Le décret, en date du 26 décembre et paru dimanche au Journal officiel, crée un fichier automatisé de "données à caractère personnel relatives aux étrangers faisant l'objet d'une mesure d'éloignement" pour permettre "le suivi et la mise en oeuvre" de ces mêmes mesures.
Cet instrument voit le jour alors que le gouvernement peine à atteindre ses objectifs en la matière: sur les 25.000 expulsions fixées pour 2007, 21.000 étaient effectives fin novembre (500 de moins qu'en 2006 à pareille époque).
Baptisé Eloi -- comme éloignement --, ce fichier avait déjà été créé par un arrêté du ministère de l'Intérieur en juillet 2006. Mais à la suite d'un recours d'associations, le Conseil d'Etat l'avait annulé en mars 2007, estimant qu'un tel outil devait donner lieu à un décret et passer par la Commission nationale de l'informatique et des libertés. La Cnil, dans un avis du 24 mai 2007, a pris acte des garanties présentées par le gouvernement.
Dans sa nouvelle version, le fichier permettra toujours d'enregistrer une multitude de données sur un étranger expulsable: état-civil, identité des parents et des enfants, langues parlées, état de la procédure le concernant ou "nécessité d'une surveillance particulière au regard de l'ordre public."
Si l'étranger est assigné à résidence, l'identité et l'adresse de l'hébergeant figureront dans le fichier.
Toutefois, ces données devront être effacées "au plus tard trois mois" après la fin de l'assignation, un délai plus court que dans le projet initial.

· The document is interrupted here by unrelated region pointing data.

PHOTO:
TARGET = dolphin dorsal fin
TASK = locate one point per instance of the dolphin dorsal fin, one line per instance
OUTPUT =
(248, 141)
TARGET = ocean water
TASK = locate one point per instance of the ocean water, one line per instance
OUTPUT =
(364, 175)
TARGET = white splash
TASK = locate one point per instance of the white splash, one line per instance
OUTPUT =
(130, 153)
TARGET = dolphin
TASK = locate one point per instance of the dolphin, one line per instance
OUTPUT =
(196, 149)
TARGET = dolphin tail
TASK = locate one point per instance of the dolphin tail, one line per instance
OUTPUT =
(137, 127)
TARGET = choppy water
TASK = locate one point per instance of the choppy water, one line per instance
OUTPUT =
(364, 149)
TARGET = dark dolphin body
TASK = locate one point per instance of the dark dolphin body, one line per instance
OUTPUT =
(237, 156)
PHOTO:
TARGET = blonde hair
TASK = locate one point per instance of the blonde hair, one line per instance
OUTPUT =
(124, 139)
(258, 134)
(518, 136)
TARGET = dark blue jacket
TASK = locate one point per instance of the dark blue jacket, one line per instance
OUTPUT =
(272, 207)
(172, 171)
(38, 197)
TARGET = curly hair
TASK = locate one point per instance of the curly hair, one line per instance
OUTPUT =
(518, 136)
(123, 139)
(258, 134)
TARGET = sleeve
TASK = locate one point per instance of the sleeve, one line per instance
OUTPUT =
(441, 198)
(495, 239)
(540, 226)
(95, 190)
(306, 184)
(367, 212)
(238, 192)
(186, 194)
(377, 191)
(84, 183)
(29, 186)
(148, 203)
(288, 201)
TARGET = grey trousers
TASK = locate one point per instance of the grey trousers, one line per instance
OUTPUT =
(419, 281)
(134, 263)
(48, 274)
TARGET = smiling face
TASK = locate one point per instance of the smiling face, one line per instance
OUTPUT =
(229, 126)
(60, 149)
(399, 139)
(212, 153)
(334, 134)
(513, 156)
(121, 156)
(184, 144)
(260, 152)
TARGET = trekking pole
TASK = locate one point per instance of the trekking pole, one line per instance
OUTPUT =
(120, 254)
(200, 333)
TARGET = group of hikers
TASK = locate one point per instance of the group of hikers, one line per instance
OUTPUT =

Par ailleurs, le décret ne fait plus mention de l'enregistrement des données relatives aux visiteurs d'une personne placée en rétention administrative, l'une des mesures les plus critiquées à l'époque par les associations.
Si certaines données seront conservées seulement "trois mois après la date de l'éloignement effectif", celles concernant l'identité ou la filiation pourront être conservées trois ans.
Le fichier sera accessible aux agents des services centraux du ministère de l'Intérieur, des services préfectoraux et des services de gendarmerie ou de police "spécialement habilités".
Il est "inattaquable au plan juridique", a-t-on affirmé au ministère de l'Immigration et de l'Identité nationale, il a été "approuvé dans sa nouvelle version par la Cnil et par le Conseil d'Etat".
Les associations, que le ministère assure avoir régulièrement consulté sur le sujet, voient elles de "sérieux progrès" ou davantage de "garanties juridiques", mais les critiques persistent.
Pour le directeur général de France Terre d'Asile, Pierre Henry, le fichier s'inscrit encore "dans une philosophie +Big Brother et Père Fouettard+ qui tend à faire de l'immigration une question d'affrontement permanent". Les étrangers continueraient selon lui d'être assimilés à des délinquants.
Le président de la Ligue des droits de l'Homme, Jean-Pierre Dubois, s'est félicité de la réduction de trois ans à trois mois de la durée de conservation de certaines données, mais s'est demandé pourquoi cela excluait les enfants des étrangers. "Pourquoi faudrait-il conserver ces données pendant trois ans, sauf à vouloir faciliter la traque des enfants dans les écoles?".
"Le chemin n'a été fait qu'à moitié", a résumé le secrétaire général de la Cimade, Laurent Giovannoni.